El cuerpo de la mujer es hermoso debido a su fragilidad.
La belleza lleva implícito el germen de lo efímero.
Unos senos prietos, firmes, juveniles duran muy poco.
Unos muslos sin celulitis son flor de un día.
Es difícil conservar la belleza en la madurez, sin pasar por la ortopedia del quirófano.
Y es crudo comprobar cómo nosotras, al llegar a una edad, nos convertimos en invisibles.
El hombre maduro tiene un punto de atractivo sexual, que no suele tener la mujer de la misma edad.
Envejecemos más pronto.
Entre lesbianas no hablamos de esas cosas. Nos da miedo, pisamos terreno resbaladizo, porque en el amor entre personas de un mismo sexo tiene mucha importancia la piel, más que en el amor heterosexual.
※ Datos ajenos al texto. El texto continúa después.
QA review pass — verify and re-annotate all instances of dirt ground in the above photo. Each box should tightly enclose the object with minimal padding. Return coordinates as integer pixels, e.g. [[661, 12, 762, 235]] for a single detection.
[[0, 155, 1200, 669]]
No me gustaría ser una cincuentona insegura, que se agarra a alguien, hombre o mujer, como un clavo ardiendo, porque cualquier cosa es soportable antes que dormir sola.
Lo tengo claro.
A los cuarenta años justos,
es decir, dentro de ocho años, digo adiós.
Adiós a las novias, adiós a las parejas, adiós al sexo.
Me encerraré a solas con mi vida,
y me dedicaré a darme placer.
Y solo aceptaré a las amigas que también sean cómplices y protectoras de mi querida soledad.